= Elim, Namibia =

Village in Namibia

Elim is a village in the north-east of the Republic of Namibia. It is the district capital of the Elim Constituency in the administrative Omusati Region. It is situated in a formerly forested area that has largely been converted into agricultural grassland.

Elim is the centre of the Uukwambi traditional authority. The Monument for the Uukwambi Kings, erected at the site of the grave and the remains of the homestead of king Nuuyoma, the sixteenth king of the Uukwambi, is situated here.

== History ==
Elim was founded as a Finnish missionary station on 18 July 1870. Gradually, administration of the Lutheran parishes in Ovamboland was transferred from the Finnish missionaries to native ministers. Elim was one of eight such parishes and as such an important site of the Evangelical Lutheran Church in Namibia.

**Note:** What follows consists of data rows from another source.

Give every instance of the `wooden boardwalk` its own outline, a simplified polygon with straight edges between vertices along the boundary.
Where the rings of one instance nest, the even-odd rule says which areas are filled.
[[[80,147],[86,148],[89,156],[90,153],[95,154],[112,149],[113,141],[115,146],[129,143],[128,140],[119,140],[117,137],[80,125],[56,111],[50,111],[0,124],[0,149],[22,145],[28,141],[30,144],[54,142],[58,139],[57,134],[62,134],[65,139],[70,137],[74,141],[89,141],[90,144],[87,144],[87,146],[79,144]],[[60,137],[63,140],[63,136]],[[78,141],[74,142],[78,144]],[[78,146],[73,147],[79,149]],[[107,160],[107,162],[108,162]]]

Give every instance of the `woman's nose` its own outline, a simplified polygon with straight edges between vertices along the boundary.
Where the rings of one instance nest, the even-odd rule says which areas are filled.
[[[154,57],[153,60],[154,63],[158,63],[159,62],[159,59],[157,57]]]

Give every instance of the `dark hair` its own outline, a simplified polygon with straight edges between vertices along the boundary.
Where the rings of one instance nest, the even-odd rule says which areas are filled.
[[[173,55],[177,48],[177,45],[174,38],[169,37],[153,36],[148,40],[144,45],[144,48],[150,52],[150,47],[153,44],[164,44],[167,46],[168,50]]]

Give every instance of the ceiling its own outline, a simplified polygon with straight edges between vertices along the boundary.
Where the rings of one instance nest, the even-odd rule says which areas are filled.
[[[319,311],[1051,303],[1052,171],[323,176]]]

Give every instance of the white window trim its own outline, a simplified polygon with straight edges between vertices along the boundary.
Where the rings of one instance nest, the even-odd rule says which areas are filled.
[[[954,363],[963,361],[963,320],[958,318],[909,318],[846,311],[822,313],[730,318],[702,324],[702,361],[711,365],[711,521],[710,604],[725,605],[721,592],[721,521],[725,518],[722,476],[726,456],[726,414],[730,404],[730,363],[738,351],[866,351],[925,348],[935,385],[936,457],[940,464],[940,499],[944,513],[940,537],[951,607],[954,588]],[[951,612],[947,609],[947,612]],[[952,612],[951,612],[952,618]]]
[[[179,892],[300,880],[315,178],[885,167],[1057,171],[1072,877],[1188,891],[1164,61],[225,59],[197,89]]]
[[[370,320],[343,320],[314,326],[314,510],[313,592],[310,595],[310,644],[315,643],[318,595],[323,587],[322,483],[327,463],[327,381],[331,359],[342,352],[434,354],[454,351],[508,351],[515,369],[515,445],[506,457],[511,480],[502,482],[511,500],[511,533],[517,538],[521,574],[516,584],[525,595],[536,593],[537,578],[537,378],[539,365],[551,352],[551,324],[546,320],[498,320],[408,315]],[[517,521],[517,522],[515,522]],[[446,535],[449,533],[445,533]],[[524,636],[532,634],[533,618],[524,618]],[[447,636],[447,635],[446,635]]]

It has a well-developed infrastructure, including a clinic, church, constituency head office, community hall, mobile antenna, its own water supply, several shebeens, a 'China shop', a small grocery store and some schools, such as the Naango Junior Primary School, Elim Senior Primary and Ashipala Senior Secondary School. A market is held once a month, coinciding with the collection of pensions.

==Transport==
There is one main road which cuts through Elim joining Oshikuku (on the Uutapi Main Road from Oshakati) to Ondalaye-ya-Elim (Okahao Main Road from Oshakati).